Sixty years after his murder on Feb. 21, 1965, Malcolm X has yet to be recognized with a monument in Boston, where he lived as a teen in the 1940s and 50s.
The city has a park and a boulevard bearing his name. And murals depicting his iconic image.
But even on the city’s most prominent civil rights monument, The Embrace, you won’t find Malcolm X among the 69 engraved names of local civil rights leaders — people like education pioneer Ruth Batson and former state representative and community organizer Mel King. Their names are etched in the concrete below the massive bronze sculpture depicting the entwined arms of Dr. Martin Luther King, Jr. and Coretta Scott King.
Imari Paris Jeffries, the president of Embrace Boston, the organization that brought The Embrace sculpture to the city, says Malcolm’s exclusion from that moment was largely a technical matter.
“We intended to put Malcolm X on there,” he said, but “we had a hard time contacting his family to get final confirmation.” The organization only used names approved by family members.
But the conversation is not over, Paris Jeffries said.
“Malcolm X would be the next major monument we’d like to focus on,” Paris Jeffries said, adding that the organization may try to include a sculpture of Malcolm X at its new headquarters site, now under construction in Roxbury.
And the organization is not the only one thinking about Malcolm.
A true monument to Malcolm
Malcom X lived in a house on Dale Street in Roxbury for about ten years. Ella Collins took custody of her rough-edged teenage half-brother Malcolm Little in 1941, until he wound up in prison on charges of theft and breaking and entering. Rodnell Collins, Ella’s son who now owns the house on Dale Street, likes the idea of a new monument in Roxbury for his uncle.
Collins feels it would not have been appropriate to include Malcolm’s name on The Embrace plaza, because the civil rights pioneers named — with the exception of Dr. King — all lived full, natural lives. Malcolm was murdered at age 39.
“You don’t put the names of the living with the fallen,” he said. “These people have fallen and lost their lives.”
Collins said the Dale Street house is the true monument to Malcolm, though he does not plan to ever make it a fully public space.
While it is currently in disrepair, Collins said the plan is to renovate the house and use it as living space for student interns, who would come to Boston to spend time working in community service projects.
“The second and third floor is where Malcolm lived. And that will be open to the public on special occasions and special holidays,” Collins said.
This summer he is planning to stage a reading of a play about King, Medgar Evers and his famous uncle in Malcolm X Park, just down the block from the Dale Street house.

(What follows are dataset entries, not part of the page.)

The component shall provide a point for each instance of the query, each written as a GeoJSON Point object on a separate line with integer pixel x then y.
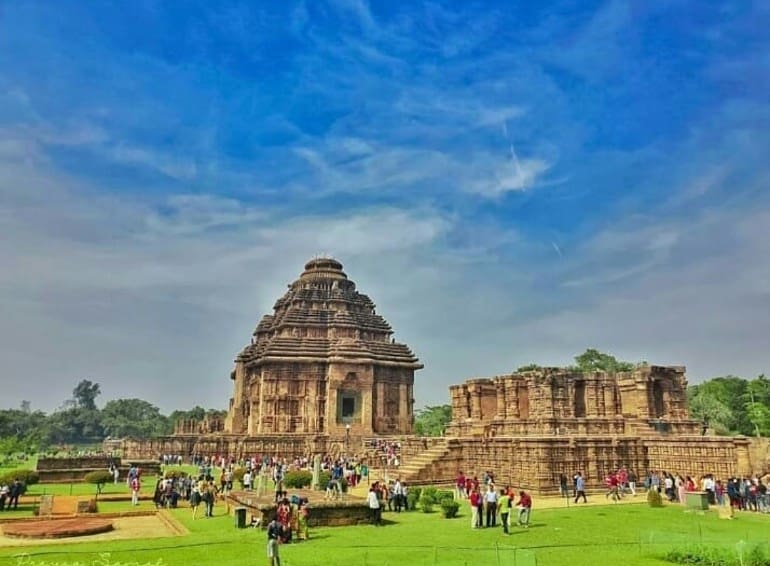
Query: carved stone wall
{"type": "Point", "coordinates": [535, 462]}
{"type": "Point", "coordinates": [562, 402]}
{"type": "Point", "coordinates": [324, 362]}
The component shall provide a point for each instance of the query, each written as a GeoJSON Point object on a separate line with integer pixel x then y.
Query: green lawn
{"type": "Point", "coordinates": [623, 534]}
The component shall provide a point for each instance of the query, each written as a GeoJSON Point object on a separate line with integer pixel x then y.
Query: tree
{"type": "Point", "coordinates": [432, 421]}
{"type": "Point", "coordinates": [85, 394]}
{"type": "Point", "coordinates": [756, 401]}
{"type": "Point", "coordinates": [593, 360]}
{"type": "Point", "coordinates": [710, 410]}
{"type": "Point", "coordinates": [132, 417]}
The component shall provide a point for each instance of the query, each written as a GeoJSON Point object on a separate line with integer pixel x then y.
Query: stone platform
{"type": "Point", "coordinates": [348, 510]}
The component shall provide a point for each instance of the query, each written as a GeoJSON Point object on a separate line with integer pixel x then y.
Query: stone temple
{"type": "Point", "coordinates": [323, 363]}
{"type": "Point", "coordinates": [321, 371]}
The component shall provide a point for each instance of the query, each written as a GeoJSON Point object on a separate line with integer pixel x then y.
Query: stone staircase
{"type": "Point", "coordinates": [434, 465]}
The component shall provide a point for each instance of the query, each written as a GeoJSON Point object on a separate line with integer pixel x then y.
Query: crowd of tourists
{"type": "Point", "coordinates": [386, 452]}
{"type": "Point", "coordinates": [488, 503]}
{"type": "Point", "coordinates": [740, 493]}
{"type": "Point", "coordinates": [10, 493]}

Boston re-thinks memorials
As Boston approaches what would have been the slain civil rights activist’s 100th birthday in May, leaders are considering the possibility of at least a temporary monument or sculpture.

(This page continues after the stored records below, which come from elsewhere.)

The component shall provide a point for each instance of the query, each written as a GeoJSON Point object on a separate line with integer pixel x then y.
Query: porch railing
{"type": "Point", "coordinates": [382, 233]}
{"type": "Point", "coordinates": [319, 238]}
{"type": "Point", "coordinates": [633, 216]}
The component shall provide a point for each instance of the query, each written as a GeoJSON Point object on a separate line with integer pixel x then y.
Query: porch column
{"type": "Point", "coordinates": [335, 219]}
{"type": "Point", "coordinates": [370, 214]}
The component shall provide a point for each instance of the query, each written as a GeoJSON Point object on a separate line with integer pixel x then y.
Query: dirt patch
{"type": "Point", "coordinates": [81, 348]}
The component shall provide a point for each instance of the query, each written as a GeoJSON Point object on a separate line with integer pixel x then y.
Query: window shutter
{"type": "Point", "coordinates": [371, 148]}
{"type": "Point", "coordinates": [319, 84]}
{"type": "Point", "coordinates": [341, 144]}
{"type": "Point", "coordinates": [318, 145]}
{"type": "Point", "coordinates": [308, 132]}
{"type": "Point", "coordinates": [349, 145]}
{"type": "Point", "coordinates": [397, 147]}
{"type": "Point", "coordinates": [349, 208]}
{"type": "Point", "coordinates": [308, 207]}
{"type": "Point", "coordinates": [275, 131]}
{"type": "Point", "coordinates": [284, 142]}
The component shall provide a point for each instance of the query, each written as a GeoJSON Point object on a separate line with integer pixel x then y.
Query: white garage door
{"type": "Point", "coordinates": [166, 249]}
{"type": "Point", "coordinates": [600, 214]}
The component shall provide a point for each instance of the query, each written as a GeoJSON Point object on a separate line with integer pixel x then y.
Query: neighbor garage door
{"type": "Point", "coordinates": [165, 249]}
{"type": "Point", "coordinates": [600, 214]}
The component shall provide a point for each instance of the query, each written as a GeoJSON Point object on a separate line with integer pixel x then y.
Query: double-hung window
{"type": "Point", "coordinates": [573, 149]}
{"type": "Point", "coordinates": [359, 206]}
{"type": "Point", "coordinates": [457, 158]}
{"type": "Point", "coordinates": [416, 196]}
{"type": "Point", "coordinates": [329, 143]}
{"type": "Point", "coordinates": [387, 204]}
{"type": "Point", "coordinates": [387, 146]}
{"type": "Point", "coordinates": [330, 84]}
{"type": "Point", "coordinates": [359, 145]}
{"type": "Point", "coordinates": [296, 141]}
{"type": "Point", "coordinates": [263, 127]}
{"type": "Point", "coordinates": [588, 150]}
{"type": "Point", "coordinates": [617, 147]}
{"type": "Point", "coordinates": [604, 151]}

Last year the city launched “Un-Monument,” a program to experiment with temporary monuments and public art displays as a way of re-thinking how memorials are chosen and created.

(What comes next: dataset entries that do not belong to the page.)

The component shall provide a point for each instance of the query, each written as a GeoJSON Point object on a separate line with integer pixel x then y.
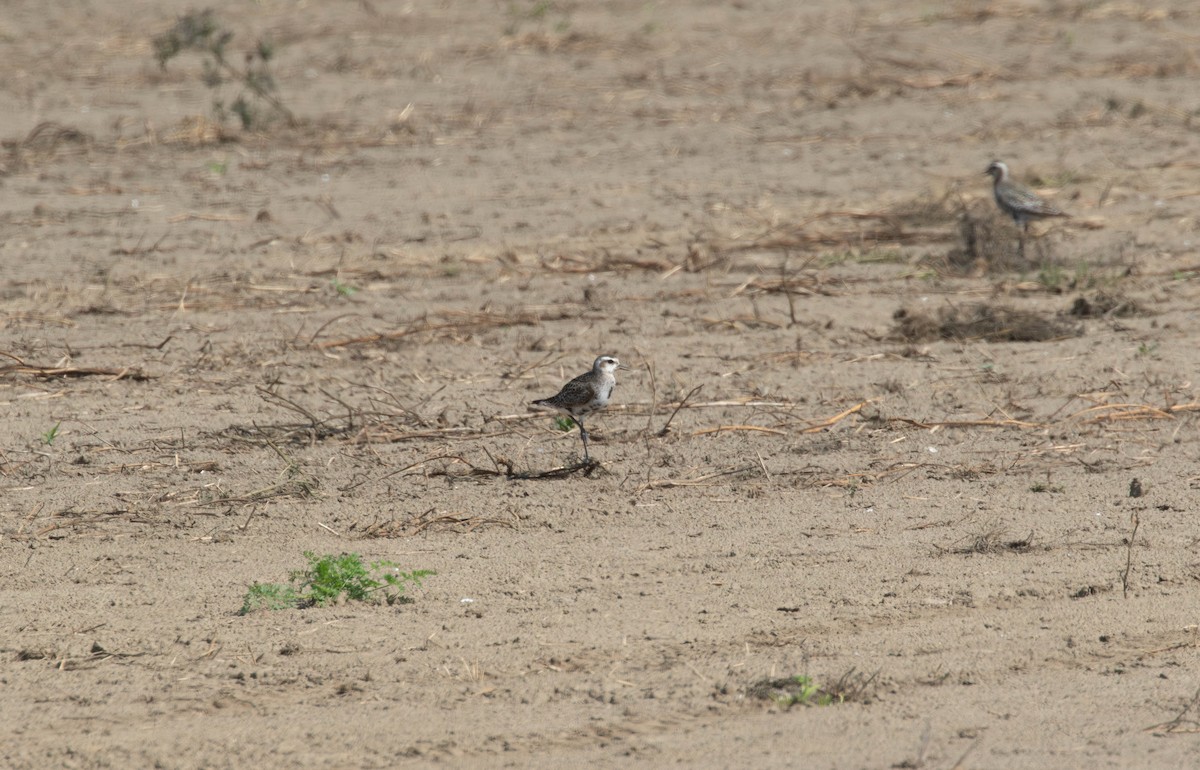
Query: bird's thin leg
{"type": "Point", "coordinates": [583, 434]}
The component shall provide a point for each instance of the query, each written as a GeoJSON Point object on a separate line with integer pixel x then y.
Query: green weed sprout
{"type": "Point", "coordinates": [331, 578]}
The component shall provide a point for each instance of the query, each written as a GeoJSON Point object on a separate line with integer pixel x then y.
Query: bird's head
{"type": "Point", "coordinates": [607, 364]}
{"type": "Point", "coordinates": [997, 170]}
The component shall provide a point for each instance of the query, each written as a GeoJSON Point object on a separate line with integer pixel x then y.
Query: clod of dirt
{"type": "Point", "coordinates": [979, 322]}
{"type": "Point", "coordinates": [1104, 305]}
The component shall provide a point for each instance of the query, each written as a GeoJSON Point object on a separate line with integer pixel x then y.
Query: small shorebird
{"type": "Point", "coordinates": [586, 393]}
{"type": "Point", "coordinates": [1019, 202]}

Karen Goodfellow, Boston’s director of Transformative Art and Monuments, said long-term projects need to be approached thoughtfully.
“Let’s take a moment and experiment. Let’s work with artists. Let’s have public dialogue. Let’s have people be able to respond to these temporary monuments we put out and share, whether they feel like they resonate or not,” she said.
That program will announce a new round of projects in April, and she confirmed one proposed project is on Malcolm X.
Whatever the format of a Malcolm memorial might take, JoAnna LeFlore-Ejike believes it is critical that residents of Boston be reminded of the history he made and the role Boston played in that story.
LeFlore-Ejike directs the Malcolm X Memorial Foundation, which runs a memorial site on the Omaha, Nebraska property where Malcolm X was born.
“We have a generation of children who are going to grow up and have no idea who people like Malcolm X are,” she said, adding that monuments can serve as a teaching tool.
“Black people have this storytelling tradition, right? But we don’t always have opportunities to, you know, see a mural or see a monument,” she said.
She feels Malcolm X would have a clear message for people today.
“The number one thing he would be focused on and encouraging us to do that — not just only as Black folk, but as as the human race — is to unify our spirit of diligence and resiliency.”